RESPs for all

Posted on March 8, 2008 in Education Debates, Governance Debates

National Post – opinion/editorial
Published: Saturday, March 08, 2008

We’re puzzled by the federal Conservatives’ apparent opposition to a Liberal private member’s bill that would permit Canadian parents to deduct from their taxable income up to $5,000 a year per child in contributions to Registered Education Savings Plans (RESPs). Sure, the bill is costly, depriving the federal treasury of perhaps as much as $900-million a year, thereby throwing the Tories’ budget into disarray — a bit. But the measure, introduced by Liberal MP Dan McTeague, seems a very (small-c) conservative type of initiative, not unlike the Tories’ popular $100-a-month early childhood care payments. Rather than attempting to use the Senate to block its final passage, the Conservatives should welcome the family-friendly measure and find the money to fund it from some Liberal sacred-cow program.

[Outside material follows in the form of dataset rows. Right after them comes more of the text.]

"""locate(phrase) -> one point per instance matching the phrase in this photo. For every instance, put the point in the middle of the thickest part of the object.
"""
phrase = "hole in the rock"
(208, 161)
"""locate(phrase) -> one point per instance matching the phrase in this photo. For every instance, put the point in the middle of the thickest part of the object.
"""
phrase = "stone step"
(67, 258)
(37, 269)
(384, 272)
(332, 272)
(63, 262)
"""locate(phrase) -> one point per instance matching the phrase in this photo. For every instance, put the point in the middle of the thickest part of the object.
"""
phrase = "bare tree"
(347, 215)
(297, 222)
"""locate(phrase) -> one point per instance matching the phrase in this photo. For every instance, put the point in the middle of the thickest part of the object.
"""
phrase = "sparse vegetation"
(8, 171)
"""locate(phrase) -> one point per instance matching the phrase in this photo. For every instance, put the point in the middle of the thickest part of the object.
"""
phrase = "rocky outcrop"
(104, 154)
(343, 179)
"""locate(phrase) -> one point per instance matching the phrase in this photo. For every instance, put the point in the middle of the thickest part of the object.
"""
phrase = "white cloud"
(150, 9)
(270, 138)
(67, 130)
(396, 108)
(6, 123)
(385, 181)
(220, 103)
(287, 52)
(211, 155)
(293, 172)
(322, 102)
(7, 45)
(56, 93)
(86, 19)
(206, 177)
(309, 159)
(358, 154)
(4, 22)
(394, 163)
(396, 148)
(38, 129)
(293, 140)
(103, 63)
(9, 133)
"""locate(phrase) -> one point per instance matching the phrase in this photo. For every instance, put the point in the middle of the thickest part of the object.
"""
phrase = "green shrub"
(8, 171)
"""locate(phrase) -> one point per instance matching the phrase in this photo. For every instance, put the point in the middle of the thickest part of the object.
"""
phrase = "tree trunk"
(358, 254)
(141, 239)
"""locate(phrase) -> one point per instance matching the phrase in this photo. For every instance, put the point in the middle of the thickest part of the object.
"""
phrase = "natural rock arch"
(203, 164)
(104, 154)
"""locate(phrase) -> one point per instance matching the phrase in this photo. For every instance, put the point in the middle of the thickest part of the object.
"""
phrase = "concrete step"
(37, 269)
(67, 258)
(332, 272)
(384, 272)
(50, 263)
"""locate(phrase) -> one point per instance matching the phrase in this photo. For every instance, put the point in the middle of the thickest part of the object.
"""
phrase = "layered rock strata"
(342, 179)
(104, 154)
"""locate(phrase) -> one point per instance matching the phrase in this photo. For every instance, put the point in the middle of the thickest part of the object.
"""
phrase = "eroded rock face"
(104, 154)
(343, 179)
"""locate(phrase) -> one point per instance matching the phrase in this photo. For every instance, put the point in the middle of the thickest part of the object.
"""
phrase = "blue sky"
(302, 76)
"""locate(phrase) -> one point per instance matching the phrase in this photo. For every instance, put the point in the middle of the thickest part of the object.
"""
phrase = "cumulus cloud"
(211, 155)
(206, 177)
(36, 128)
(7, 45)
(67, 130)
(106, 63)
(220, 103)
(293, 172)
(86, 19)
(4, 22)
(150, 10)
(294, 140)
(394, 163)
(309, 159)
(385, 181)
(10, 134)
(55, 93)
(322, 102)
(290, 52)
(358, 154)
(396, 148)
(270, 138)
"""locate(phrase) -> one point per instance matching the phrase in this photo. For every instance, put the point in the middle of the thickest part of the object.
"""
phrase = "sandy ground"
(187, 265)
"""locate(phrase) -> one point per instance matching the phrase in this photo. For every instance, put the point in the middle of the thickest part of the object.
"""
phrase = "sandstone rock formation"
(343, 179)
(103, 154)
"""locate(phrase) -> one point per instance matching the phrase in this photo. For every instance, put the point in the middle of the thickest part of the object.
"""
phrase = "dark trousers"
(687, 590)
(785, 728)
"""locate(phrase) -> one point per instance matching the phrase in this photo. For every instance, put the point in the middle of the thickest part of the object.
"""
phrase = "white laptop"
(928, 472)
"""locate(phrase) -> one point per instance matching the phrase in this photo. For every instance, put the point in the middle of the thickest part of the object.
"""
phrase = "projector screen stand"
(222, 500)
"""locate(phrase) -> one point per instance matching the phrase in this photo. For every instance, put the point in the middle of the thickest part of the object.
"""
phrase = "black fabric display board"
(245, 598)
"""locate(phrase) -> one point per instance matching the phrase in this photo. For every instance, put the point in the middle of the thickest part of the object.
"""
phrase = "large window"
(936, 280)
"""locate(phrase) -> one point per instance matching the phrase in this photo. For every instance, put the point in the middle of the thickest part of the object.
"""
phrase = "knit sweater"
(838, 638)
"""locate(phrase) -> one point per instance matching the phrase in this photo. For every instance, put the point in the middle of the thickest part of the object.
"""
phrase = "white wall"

As RESPs are current structured, they disproportionately benefit the wealthy: Only about 30% of eligible families have RESPs. As University of British Columbia economist Kevin Milligan has pointed out, RESP-participating taxpayers are “concentrated among high-income, high parental-education households.”

This pattern makes sense: Parents who themselves completed post-secondary studies are more likely to contribute because they just naturally assume their children will follow in their footsteps. But the disproportionate use of RESPs by high-income families is also a function of the way the program works. Contributions have to be made from after-tax income — unlike retirement savings plans, whereby contributions may be deducted from taxable income. Only high-income and middle-income families have the kind of disposable income needed to participate.

Mr. McTeague’s plan would change this by making the first $5,000 in annual contributions per child tax-deductible in much the same way RRSPs are. He also disputes the government’s contention that his RESP reforms would cost the federal government $900-million a year in lost tax revenue and cost the provinces another $450-million. A year ago, when he asked the Finance department to cost out his idea, they told him it would cost between $600-million and $700-million, a figure Mr. McTeague says could be offset by eliminating a feature of the current program whereby Ottawa matches 20% of annual parental contributions.

We have an even better idea. The Conservatives should allow the private member’s bill to receive royal assent. They should make the first $5,000 in RESP savings tax deductable, and keep the 20% matching grants, as well. Assure the provinces that Ottawa will make up whatever monies they lose and take the entire $900-million to $1.3-billion out of useless holdover Liberal initiatives such as multicultural grants, status-of-women funding, the gun registry and Kyoto measures.

Like the Conservatives’ own monthly child-care payments, RESPs permit parents greater choice in deciding where and how their sons and daughters are educated than is possible under government loan programs and scholarships. Any measure that takes such decisions out of the hands of bureaucrats and returns them to parents should be welcomed by the Tories. And when the predictable complaints arise from the usual interest groups about slashed spending to pet Liberal projects, the Tories can respond: “It’s not our fault. Dan McTeague made us do it.”